Applying simple Monte Carlo to approximate these expectations, we obtain
$$ E _{p(\mathbf{x})}[f(\mathbf{x})] \approx \frac{ \frac{1}{m} \sum _{j=1}^{m} f(\mathbf{x}_j) \frac{p(\mathbf{x}_j)}{q(\mathbf{x}_j)} }{ \frac{1}{m} \sum _{j=1}^{m} \frac{p(\mathbf{x}_j)}{q(\mathbf{x}_j)} } $$
The ratios$\frac{p(x_{j})}{q(x_{j})}$ can be interpreted as “weights” on the sample $x_j$, correcting for the fact that they were drawn from $q(x)$ rather than $p(x)$ (see figure 6. 2 ). Samples that have higher probability under $p(x)$ than $q(x)$, and thus occur less often than they would if we were sampling from $p(x)$, receive greater weight. More formally, define the weight $w_j$ to be
$$ w_j = \frac{\frac{p(\mathbf{x}_j)}{q(\mathbf{x}_j)}}{\sum _{j=1}^m \frac{p(\mathbf{x}_j)}{q(\mathbf{x}_j)}} $$
$$ E_{p(\mathbf{x})}[f(\mathbf{x})] \approx \sum _{j=1}^{m} f(\mathbf{x}_j) w_j = \hat{\mu} _{IS}. $$
Analysis of Importance Sampling
It is instructive to compare the properties of the the importance sampling estimator $\hat{\mu} _{IS}$ with that of simple Monte Carlo. Under similar assumptions about $f(x)$ and $p(x)$ (with the significant addition that $q(x)> 0$ for all $x$ such that $p(x)> 0$), it is a consistent estimator of $\mu$, with $(\hat{\mu} _{IS}-\mu) \rightarrow 0$ almost surely as $m \rightarrow \infty$. It is also asymptotically normal, with
$$ \sqrt{m} (\hat{\mu} _{IS} - \mu) \to N(0, \sigma _{IS}^2) $$
in distribution, where $\sigma_{IS}^2 = E_{p(\mathbf{x})} \left[ \left( f(\mathbf{x}) - E_{p(\mathbf{x})}[f(\mathbf{x})] \right)^2 \tfrac{p(\mathbf{x})}{q(\mathbf{x})} \right]$. However, unlike simple Monte Carlo, $\hat{\mu}_{IS}$ is biased, with
$$ \begin{aligned} \hat{\mu} _{IS} - \mu = \frac{1}{m} \left( E _{p(\mathbf{x})} \left[ f(\mathbf{x}) \right] E _{p(\mathbf{x})} \left[ \tfrac{p(\mathbf{x})}{q(\mathbf{x})} \right] - E _{p(\mathbf{x})} \left[ f(\mathbf{x}) \tfrac{p(\mathbf{x})}{q(\mathbf{x})} \right] \right) \end{aligned} $$
which goes to zero as $m \rightarrow \infty$, but it can be substantial for smaller values of $m$. Despite being biased, there are several reasons why using an importance sampler can make sense even in cases where simple Monte Carlo can be applied.

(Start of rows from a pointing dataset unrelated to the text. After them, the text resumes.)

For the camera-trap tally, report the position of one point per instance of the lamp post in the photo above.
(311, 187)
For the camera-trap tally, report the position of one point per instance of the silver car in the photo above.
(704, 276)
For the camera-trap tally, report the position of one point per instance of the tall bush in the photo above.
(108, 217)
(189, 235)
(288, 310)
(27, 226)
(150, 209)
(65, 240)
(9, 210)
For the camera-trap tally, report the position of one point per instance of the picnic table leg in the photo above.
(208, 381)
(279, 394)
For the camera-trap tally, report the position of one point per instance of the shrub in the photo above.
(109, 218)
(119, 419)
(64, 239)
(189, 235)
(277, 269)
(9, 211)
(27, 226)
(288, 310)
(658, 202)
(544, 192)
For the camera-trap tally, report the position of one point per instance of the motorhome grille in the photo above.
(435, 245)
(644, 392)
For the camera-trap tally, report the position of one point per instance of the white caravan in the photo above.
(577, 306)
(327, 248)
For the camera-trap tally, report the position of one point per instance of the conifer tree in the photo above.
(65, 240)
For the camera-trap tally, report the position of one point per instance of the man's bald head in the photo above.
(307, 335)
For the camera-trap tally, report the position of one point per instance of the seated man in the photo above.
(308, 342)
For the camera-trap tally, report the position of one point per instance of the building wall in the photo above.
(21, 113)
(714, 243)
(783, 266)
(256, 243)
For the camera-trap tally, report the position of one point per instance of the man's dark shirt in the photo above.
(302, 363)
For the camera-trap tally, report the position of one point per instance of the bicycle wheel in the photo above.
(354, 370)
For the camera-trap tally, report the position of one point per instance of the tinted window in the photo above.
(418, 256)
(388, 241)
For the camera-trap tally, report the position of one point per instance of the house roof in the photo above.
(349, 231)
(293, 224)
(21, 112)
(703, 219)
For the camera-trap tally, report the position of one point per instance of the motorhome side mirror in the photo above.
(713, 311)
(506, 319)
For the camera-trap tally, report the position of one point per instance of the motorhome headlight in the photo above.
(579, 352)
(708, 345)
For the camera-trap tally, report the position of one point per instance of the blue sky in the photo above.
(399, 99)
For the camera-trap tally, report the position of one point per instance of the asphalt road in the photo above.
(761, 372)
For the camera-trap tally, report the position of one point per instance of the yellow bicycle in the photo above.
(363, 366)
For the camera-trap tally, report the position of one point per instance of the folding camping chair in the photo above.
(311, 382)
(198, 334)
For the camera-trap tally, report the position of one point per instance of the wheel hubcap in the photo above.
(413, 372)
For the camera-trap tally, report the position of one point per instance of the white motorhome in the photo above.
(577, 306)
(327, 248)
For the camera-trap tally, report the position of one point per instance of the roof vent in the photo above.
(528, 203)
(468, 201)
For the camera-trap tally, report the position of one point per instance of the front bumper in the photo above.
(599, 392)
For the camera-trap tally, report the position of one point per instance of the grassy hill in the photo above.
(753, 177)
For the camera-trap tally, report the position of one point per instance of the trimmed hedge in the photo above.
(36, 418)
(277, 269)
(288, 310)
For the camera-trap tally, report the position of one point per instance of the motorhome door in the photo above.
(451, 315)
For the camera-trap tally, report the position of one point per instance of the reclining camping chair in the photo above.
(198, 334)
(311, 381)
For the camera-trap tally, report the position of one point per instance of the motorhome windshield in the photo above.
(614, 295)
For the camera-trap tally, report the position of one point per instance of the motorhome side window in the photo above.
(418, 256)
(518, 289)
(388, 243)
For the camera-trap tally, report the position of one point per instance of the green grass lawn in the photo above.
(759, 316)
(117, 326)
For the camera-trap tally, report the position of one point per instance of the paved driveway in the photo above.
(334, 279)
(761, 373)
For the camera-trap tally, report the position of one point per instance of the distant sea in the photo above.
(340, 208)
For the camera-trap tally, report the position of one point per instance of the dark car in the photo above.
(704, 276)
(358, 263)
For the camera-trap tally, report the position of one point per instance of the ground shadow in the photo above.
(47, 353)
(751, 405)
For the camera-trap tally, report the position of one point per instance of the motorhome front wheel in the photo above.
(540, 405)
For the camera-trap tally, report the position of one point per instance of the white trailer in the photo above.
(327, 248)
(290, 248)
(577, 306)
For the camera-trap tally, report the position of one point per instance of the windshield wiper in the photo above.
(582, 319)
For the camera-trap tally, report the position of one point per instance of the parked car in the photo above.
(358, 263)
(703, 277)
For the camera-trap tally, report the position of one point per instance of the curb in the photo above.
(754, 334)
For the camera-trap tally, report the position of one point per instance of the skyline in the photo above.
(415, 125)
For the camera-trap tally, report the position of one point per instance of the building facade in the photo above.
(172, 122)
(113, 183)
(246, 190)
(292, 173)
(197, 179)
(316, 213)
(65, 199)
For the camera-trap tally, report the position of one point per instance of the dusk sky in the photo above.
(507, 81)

First, it allows a single set of samples to be used to evaluate expectations with respect to a range of distributions, through the use of different weights for each distribution. Second, the estimate produced by the importance sampler can have lower variance than the estimate produced by simple Monte Carlo. If the function $f(x)$ takes on its most extreme values in regions where $p(x)$ is small, the variance of the simple Monte Carlo estimate can be large. An importance sampler can have lower variance than simple Monte Carlo if $q(x)$ is chosen to be complementary to $f(x)$. In particular, the asymptotic variance of the sampler is minimized by specifying $q(x)$ as
$$ \begin{aligned} q(\mathbf{x}) \propto \left| f(\mathbf{x}) - \mathbb{E} _{p(\mathbf{x})} \left[ f(\mathbf{x}) \right] \right| p(\mathbf{x}) \end{aligned} $$
This is not a practical procedure since finding this distribution requires computing $\mathbb E_{p(x)} [ f(x)]$, but the fact that the minimum variance sampler need not be $p(x)$ illustrates that importance sampling can sometimes provide a lower variance estimate of an expectation than simple Monte Carlo.
小节
从重要性采样的分析来看,TRPO对策略更新的KL限制,恰巧迎合了$p(x)$和$q(x)$分布差异不要太大的要求,使得对期望的估计保持在较低的方差;且采样数量$m$的增大,可以很好地让估计逼近真实值,这也为我们设计或者使用rollout trajectory提供了理论支撑。